Les soucoupes volantes attaquent (1956) de Fred F. Sears

A des millions de kilomètres de la terre (1957) de Nathan Juran

© Sidonis Calysta

© Sidonis Calysta

L’Amérique des années 50, c’est la guerre froide, la peur du communisme, la menace nucléaire mais également la conquête spatiale et un désir d’expansion. Tous ces thèmes, ces inquiétudes ressurgissent évidemment dans les films de l’époque mais particulièrement dans le cadre du cinéma de science-fiction. Les trois films proposés aujourd’hui par les éditions Sidonis témoignent des angoisses d’un monde incertain. Tous les trois produits par la Colombia, ils partagent également le même concepteur d’effets-spéciaux : la grand Ray Harryhausen.

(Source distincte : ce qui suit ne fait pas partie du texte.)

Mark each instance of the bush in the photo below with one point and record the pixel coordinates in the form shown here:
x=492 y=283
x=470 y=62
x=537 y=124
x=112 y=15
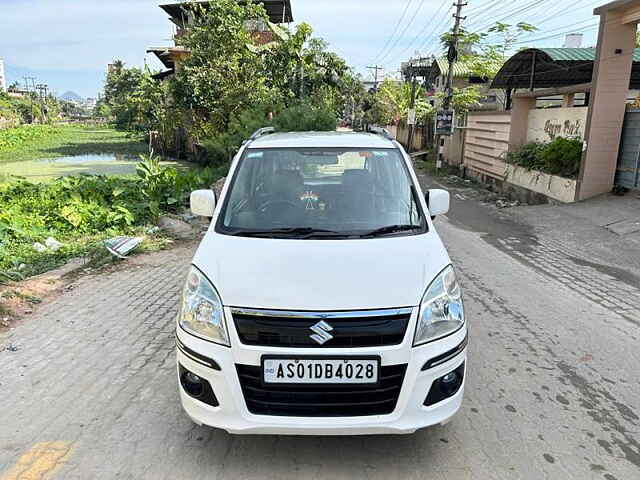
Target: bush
x=560 y=157
x=527 y=156
x=300 y=117
x=305 y=118
x=81 y=211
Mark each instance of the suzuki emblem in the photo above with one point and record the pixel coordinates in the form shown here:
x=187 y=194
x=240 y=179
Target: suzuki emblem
x=321 y=332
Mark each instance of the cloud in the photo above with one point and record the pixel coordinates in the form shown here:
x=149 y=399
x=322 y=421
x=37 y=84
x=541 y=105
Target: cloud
x=80 y=37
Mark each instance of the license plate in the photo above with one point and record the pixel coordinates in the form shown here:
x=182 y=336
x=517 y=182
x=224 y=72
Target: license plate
x=315 y=370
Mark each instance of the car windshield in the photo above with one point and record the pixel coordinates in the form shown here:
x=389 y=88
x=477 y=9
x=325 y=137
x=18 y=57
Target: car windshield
x=321 y=193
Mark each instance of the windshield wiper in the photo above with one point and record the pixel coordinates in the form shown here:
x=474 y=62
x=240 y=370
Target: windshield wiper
x=296 y=232
x=391 y=229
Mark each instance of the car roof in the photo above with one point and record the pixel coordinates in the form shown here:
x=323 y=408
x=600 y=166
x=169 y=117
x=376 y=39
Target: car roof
x=322 y=139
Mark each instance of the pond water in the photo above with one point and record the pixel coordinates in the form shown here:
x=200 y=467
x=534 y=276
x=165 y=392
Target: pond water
x=43 y=170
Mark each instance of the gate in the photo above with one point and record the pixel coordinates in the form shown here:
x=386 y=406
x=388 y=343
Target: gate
x=628 y=170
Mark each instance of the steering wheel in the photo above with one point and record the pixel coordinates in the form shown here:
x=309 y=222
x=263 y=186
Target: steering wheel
x=269 y=204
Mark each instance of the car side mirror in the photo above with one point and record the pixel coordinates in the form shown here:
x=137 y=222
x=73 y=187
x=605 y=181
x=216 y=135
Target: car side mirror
x=203 y=203
x=438 y=201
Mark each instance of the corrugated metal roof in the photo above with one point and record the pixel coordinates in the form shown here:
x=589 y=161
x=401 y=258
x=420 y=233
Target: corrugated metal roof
x=460 y=69
x=554 y=67
x=570 y=54
x=578 y=54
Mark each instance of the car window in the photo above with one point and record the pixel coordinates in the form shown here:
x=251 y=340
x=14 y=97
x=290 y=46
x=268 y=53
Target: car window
x=345 y=192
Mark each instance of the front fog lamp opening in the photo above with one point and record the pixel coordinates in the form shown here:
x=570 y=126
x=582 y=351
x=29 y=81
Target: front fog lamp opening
x=445 y=387
x=197 y=387
x=192 y=384
x=441 y=309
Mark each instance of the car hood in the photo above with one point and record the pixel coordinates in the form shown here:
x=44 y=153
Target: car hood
x=289 y=274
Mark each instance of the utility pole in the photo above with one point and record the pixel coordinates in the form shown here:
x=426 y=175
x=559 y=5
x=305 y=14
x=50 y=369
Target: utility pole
x=452 y=56
x=412 y=109
x=375 y=68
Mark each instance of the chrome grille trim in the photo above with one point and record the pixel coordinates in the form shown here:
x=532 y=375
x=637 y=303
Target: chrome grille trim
x=321 y=315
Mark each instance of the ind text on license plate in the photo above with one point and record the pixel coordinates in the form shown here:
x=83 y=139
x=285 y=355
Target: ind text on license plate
x=306 y=370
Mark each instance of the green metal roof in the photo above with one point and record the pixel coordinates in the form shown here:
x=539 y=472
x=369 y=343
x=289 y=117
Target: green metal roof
x=460 y=69
x=554 y=67
x=578 y=54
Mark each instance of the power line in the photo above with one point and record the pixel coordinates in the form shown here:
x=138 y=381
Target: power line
x=424 y=29
x=563 y=27
x=404 y=30
x=512 y=13
x=586 y=29
x=395 y=30
x=375 y=68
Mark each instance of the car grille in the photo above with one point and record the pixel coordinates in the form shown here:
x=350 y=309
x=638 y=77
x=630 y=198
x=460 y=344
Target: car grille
x=321 y=400
x=368 y=328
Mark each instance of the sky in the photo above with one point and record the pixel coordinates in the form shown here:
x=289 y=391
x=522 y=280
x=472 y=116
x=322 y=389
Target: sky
x=67 y=44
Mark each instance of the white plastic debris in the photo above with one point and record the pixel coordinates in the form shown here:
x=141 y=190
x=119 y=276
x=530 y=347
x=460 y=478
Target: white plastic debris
x=38 y=247
x=52 y=244
x=122 y=246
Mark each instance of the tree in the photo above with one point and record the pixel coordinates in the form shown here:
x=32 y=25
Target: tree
x=120 y=84
x=484 y=54
x=392 y=102
x=222 y=75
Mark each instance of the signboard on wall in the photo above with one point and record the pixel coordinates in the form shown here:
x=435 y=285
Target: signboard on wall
x=444 y=122
x=411 y=118
x=547 y=124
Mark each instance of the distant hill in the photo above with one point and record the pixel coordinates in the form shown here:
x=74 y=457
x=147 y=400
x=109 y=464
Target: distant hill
x=71 y=97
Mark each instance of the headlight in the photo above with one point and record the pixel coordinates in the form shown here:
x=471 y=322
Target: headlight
x=201 y=313
x=441 y=310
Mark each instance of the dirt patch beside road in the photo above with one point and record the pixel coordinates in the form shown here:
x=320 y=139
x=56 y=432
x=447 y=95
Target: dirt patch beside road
x=19 y=300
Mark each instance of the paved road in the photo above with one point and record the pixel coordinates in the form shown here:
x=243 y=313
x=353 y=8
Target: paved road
x=553 y=388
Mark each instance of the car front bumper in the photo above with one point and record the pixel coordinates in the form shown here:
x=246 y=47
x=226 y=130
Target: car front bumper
x=232 y=414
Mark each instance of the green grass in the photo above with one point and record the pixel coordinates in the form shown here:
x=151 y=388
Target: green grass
x=33 y=142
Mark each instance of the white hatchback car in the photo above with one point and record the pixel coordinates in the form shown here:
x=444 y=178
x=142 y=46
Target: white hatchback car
x=321 y=301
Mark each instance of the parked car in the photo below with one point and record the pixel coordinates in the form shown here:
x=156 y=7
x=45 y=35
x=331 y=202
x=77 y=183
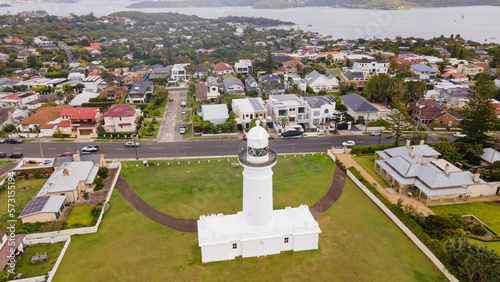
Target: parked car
x=130 y=144
x=14 y=141
x=90 y=148
x=16 y=155
x=348 y=143
x=459 y=134
x=45 y=163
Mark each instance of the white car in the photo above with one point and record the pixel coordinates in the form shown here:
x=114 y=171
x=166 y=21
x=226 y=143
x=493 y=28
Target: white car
x=348 y=143
x=459 y=134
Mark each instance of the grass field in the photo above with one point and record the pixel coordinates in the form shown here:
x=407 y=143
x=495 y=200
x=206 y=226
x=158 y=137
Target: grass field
x=366 y=161
x=22 y=198
x=80 y=214
x=486 y=212
x=197 y=190
x=25 y=267
x=358 y=242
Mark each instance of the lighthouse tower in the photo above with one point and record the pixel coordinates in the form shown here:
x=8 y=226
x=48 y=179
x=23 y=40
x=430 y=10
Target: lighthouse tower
x=257 y=161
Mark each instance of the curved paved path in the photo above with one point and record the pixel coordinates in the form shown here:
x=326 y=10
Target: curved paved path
x=190 y=225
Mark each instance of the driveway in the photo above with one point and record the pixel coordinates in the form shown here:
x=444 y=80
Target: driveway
x=172 y=118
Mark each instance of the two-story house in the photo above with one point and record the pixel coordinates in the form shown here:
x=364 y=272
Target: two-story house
x=121 y=118
x=245 y=110
x=80 y=121
x=140 y=92
x=287 y=111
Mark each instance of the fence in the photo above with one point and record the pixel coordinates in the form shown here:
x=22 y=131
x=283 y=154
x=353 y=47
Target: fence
x=405 y=229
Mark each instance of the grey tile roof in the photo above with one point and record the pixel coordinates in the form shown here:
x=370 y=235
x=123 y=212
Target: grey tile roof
x=358 y=103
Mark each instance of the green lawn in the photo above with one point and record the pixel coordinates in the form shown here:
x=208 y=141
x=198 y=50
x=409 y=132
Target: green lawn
x=25 y=267
x=80 y=214
x=486 y=212
x=366 y=162
x=358 y=243
x=22 y=198
x=189 y=190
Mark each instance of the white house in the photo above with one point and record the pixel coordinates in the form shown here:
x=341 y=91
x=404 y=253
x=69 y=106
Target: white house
x=319 y=82
x=371 y=66
x=257 y=230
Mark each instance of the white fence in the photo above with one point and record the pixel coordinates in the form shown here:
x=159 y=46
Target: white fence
x=405 y=229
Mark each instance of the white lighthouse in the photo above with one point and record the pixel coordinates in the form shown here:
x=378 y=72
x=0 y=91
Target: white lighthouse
x=258 y=230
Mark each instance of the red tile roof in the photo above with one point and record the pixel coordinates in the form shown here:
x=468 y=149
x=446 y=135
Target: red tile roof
x=120 y=110
x=79 y=113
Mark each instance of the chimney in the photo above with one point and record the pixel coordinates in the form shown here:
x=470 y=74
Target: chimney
x=76 y=157
x=476 y=176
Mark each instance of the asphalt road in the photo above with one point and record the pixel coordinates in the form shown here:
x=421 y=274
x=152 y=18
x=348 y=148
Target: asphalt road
x=221 y=147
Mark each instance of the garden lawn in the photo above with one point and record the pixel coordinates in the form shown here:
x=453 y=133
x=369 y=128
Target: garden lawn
x=80 y=214
x=22 y=198
x=486 y=212
x=190 y=190
x=25 y=267
x=358 y=243
x=366 y=161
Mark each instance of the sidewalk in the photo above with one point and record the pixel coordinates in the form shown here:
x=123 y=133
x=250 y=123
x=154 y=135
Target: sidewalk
x=348 y=161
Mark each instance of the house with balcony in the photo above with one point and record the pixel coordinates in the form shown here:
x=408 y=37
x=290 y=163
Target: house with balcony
x=121 y=118
x=140 y=92
x=245 y=110
x=287 y=111
x=80 y=121
x=243 y=67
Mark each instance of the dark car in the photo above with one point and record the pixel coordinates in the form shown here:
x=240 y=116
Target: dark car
x=14 y=141
x=16 y=155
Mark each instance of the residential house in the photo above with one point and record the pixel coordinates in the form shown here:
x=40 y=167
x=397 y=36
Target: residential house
x=243 y=67
x=40 y=117
x=208 y=90
x=424 y=71
x=115 y=93
x=287 y=111
x=84 y=97
x=418 y=170
x=18 y=100
x=201 y=70
x=121 y=118
x=216 y=114
x=252 y=84
x=470 y=70
x=356 y=78
x=43 y=209
x=233 y=85
x=80 y=121
x=245 y=110
x=271 y=84
x=72 y=180
x=358 y=106
x=319 y=82
x=140 y=92
x=371 y=66
x=293 y=78
x=223 y=68
x=320 y=109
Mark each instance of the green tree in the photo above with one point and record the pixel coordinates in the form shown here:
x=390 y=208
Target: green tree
x=398 y=119
x=479 y=112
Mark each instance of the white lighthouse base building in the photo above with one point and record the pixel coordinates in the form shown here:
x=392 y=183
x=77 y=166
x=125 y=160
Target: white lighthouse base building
x=224 y=237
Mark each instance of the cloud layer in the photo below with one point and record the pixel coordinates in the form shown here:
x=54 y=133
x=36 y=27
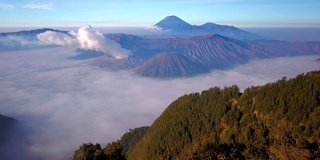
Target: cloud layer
x=85 y=38
x=64 y=103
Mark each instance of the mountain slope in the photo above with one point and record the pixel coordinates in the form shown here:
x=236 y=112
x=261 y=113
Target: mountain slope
x=166 y=64
x=173 y=25
x=276 y=121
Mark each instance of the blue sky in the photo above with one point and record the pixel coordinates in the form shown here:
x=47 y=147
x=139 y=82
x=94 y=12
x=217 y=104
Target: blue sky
x=141 y=13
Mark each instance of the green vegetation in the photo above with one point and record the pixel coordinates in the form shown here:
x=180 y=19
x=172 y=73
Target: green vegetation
x=131 y=138
x=279 y=120
x=88 y=151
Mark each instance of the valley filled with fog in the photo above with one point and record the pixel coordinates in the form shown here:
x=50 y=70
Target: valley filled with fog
x=61 y=102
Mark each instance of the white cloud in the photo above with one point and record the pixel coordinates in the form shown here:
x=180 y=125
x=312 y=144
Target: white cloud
x=6 y=5
x=50 y=37
x=86 y=38
x=65 y=102
x=41 y=6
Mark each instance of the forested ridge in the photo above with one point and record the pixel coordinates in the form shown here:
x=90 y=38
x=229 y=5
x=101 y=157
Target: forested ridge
x=279 y=120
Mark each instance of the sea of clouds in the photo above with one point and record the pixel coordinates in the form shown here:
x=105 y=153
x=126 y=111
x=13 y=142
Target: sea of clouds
x=61 y=102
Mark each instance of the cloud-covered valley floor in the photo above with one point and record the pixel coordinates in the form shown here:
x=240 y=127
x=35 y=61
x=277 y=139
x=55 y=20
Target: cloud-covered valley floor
x=63 y=102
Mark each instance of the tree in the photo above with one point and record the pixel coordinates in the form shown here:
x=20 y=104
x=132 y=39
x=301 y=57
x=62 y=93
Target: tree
x=114 y=151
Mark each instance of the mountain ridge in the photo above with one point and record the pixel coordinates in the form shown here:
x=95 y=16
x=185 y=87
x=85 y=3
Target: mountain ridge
x=173 y=25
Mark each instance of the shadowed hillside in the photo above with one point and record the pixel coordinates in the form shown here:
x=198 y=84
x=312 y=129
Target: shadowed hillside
x=278 y=120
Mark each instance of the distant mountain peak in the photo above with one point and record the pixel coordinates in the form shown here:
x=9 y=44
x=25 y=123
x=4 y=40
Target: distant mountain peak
x=173 y=22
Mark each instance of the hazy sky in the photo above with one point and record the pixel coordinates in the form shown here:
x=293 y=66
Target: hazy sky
x=140 y=13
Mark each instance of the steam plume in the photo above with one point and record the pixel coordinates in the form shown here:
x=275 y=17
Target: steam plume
x=85 y=38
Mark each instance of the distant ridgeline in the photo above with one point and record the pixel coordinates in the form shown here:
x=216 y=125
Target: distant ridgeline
x=279 y=120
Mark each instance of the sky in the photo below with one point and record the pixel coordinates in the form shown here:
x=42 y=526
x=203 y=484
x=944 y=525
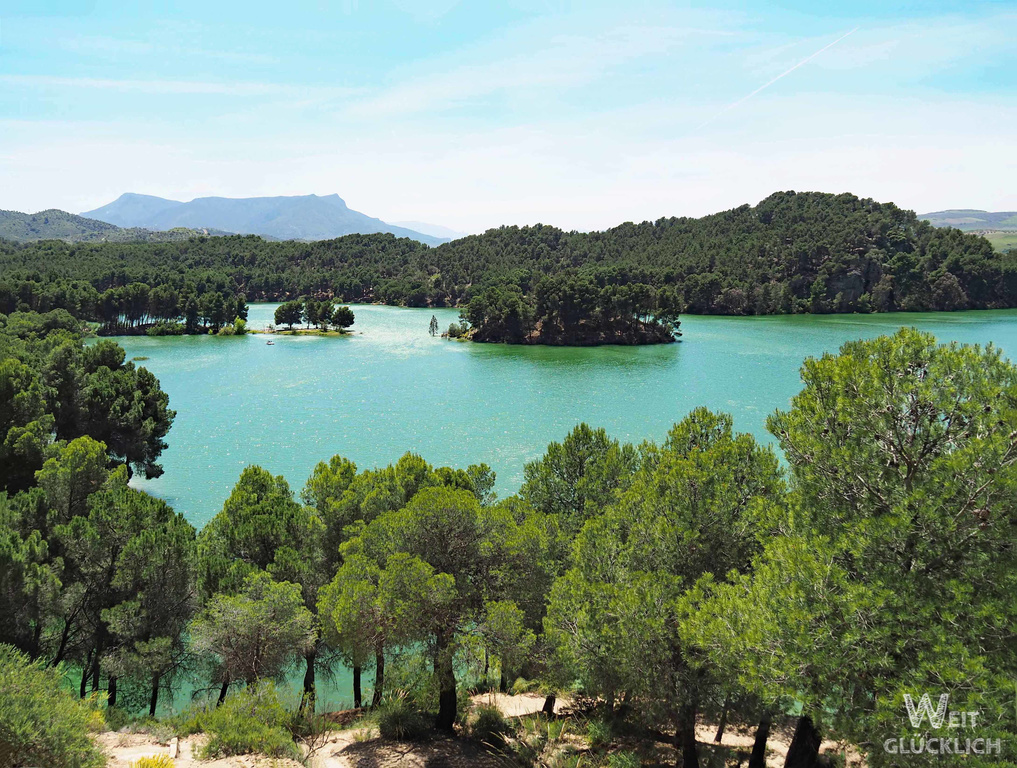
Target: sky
x=473 y=115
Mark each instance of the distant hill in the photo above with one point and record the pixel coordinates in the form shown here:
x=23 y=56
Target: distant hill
x=971 y=220
x=59 y=225
x=434 y=230
x=301 y=218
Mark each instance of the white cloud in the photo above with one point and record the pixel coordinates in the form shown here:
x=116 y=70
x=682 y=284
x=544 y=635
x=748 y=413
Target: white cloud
x=191 y=87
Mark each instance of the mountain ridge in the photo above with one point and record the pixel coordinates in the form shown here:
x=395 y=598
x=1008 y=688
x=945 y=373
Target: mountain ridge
x=308 y=217
x=972 y=220
x=54 y=224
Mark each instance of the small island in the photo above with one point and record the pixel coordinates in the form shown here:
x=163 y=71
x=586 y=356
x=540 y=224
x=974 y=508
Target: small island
x=572 y=310
x=323 y=317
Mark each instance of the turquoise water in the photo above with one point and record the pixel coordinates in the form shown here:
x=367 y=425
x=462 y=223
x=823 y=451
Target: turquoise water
x=391 y=388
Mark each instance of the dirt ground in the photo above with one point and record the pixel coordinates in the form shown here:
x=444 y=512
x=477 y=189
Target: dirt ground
x=361 y=748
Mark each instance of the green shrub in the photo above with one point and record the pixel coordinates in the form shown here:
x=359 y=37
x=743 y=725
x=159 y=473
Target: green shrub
x=402 y=721
x=166 y=329
x=40 y=722
x=598 y=733
x=623 y=760
x=153 y=761
x=524 y=686
x=250 y=721
x=490 y=727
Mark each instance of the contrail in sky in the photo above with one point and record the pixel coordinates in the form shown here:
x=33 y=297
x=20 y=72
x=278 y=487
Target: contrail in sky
x=765 y=85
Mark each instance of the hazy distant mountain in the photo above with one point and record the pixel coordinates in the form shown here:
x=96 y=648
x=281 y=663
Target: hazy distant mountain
x=59 y=225
x=969 y=219
x=301 y=218
x=434 y=230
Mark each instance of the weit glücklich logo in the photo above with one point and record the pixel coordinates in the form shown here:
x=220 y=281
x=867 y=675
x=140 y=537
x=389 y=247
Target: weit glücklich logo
x=940 y=717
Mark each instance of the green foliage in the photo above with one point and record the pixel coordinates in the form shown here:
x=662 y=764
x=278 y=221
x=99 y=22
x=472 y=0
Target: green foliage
x=40 y=723
x=251 y=721
x=153 y=761
x=256 y=633
x=623 y=759
x=166 y=329
x=289 y=313
x=524 y=686
x=400 y=719
x=490 y=727
x=791 y=252
x=577 y=478
x=598 y=733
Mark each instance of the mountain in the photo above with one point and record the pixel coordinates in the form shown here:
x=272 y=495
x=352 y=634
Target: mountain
x=971 y=220
x=300 y=218
x=434 y=230
x=59 y=225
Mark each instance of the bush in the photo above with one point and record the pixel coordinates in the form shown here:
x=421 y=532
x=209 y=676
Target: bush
x=250 y=721
x=153 y=761
x=238 y=328
x=166 y=329
x=41 y=723
x=623 y=760
x=402 y=721
x=490 y=727
x=598 y=733
x=524 y=686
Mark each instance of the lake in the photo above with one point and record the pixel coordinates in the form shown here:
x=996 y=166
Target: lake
x=391 y=388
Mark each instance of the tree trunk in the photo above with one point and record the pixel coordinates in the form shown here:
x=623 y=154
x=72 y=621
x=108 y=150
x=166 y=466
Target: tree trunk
x=154 y=699
x=722 y=724
x=307 y=700
x=758 y=758
x=378 y=678
x=445 y=674
x=84 y=673
x=804 y=749
x=684 y=737
x=358 y=698
x=95 y=673
x=223 y=691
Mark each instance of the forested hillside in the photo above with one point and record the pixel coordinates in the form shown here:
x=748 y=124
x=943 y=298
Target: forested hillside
x=792 y=252
x=59 y=225
x=659 y=587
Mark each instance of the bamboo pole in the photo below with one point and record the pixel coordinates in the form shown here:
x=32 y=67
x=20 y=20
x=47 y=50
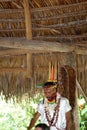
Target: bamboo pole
x=27 y=20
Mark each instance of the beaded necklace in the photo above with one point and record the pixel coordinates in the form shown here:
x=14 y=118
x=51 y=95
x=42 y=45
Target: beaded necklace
x=52 y=121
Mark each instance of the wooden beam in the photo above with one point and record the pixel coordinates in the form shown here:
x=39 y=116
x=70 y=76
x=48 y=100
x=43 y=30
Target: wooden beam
x=64 y=15
x=6 y=11
x=33 y=45
x=12 y=20
x=27 y=19
x=36 y=46
x=59 y=25
x=13 y=30
x=69 y=6
x=13 y=69
x=7 y=0
x=29 y=65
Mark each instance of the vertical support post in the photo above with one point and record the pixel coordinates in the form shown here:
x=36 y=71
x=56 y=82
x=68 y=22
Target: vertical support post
x=27 y=19
x=29 y=65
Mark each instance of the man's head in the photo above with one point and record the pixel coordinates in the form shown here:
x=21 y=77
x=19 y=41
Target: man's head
x=50 y=89
x=42 y=126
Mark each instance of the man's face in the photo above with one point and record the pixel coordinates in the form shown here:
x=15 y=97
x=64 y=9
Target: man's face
x=38 y=128
x=49 y=91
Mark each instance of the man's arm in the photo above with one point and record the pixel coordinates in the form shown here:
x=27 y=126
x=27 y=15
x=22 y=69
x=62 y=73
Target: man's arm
x=69 y=123
x=33 y=120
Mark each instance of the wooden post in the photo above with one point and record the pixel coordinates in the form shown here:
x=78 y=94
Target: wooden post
x=27 y=19
x=29 y=65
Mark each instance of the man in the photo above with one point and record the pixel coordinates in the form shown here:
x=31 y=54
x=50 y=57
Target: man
x=54 y=110
x=42 y=126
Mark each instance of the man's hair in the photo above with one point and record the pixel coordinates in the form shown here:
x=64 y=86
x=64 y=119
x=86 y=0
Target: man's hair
x=43 y=126
x=50 y=84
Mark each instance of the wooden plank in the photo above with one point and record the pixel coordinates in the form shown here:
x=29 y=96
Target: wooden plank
x=32 y=45
x=6 y=11
x=35 y=46
x=62 y=25
x=7 y=0
x=13 y=69
x=70 y=6
x=64 y=15
x=29 y=65
x=27 y=20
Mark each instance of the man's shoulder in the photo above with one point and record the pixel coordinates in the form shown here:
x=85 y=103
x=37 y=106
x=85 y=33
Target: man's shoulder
x=64 y=99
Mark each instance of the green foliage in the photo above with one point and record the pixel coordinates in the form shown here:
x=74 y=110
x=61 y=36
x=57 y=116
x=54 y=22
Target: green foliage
x=17 y=116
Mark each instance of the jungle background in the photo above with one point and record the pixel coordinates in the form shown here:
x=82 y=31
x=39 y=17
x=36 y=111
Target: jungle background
x=16 y=115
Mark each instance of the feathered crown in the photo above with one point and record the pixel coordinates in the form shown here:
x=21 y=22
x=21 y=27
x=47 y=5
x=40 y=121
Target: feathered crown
x=52 y=77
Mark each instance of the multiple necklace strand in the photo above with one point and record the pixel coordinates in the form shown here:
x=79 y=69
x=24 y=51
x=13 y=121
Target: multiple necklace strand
x=52 y=121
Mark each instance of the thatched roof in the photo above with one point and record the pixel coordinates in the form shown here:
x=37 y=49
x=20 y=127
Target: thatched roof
x=55 y=20
x=29 y=27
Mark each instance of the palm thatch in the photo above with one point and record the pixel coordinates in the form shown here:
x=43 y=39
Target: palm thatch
x=34 y=33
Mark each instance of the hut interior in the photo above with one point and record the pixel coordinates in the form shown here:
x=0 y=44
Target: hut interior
x=37 y=33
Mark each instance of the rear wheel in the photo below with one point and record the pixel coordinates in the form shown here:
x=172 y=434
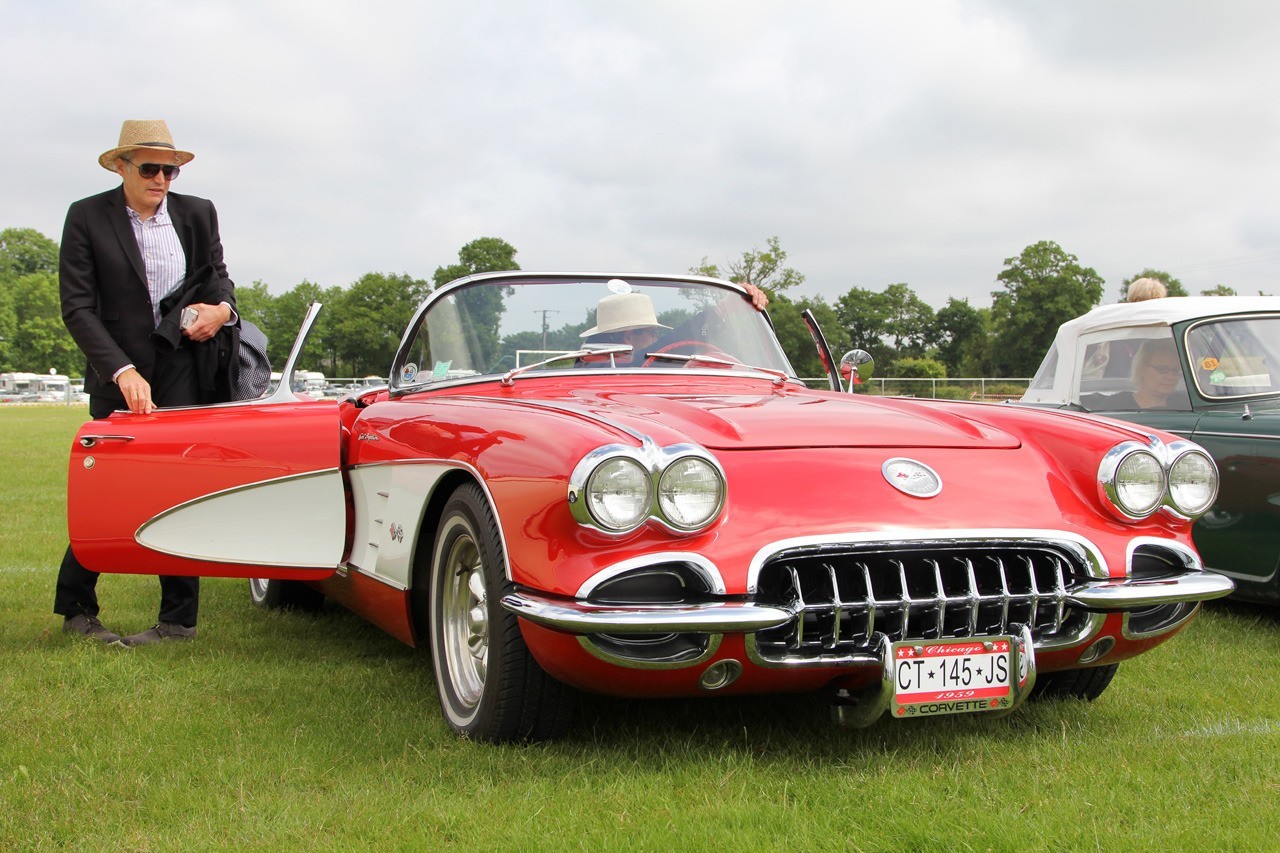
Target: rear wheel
x=284 y=594
x=1074 y=684
x=489 y=684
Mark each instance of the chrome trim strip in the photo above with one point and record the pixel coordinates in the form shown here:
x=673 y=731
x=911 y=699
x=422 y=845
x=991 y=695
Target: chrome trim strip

Avant de s’aventurer plus loin, précisons d’emblée pour qu’il n’y ait pas tromperie sur la marchandise que ces œuvres relèvent de la plus pure tradition de la série B (voire Z) américaine. Le monstre vient de la mer et Les soucoupes volantes attaquent ont d’ailleurs été produits par le redoutable Sam Katzman, prolifique pourvoyeur de cinéma bis en tout genre. Dès lors, il ne faut pas s’attendre à de grands spectacles époustouflants et mes aimables lecteurs, du moins ceux peu familiarisés avec le genre, risquent de trouver le résultat oscillant entre le navrant et le totalement ringard. En revanche, les plus curieux d’entre vous, les amateurs d’antiquités improbables pourront aussi trouver un vrai charme suranné à ces films venus de la nuit des temps.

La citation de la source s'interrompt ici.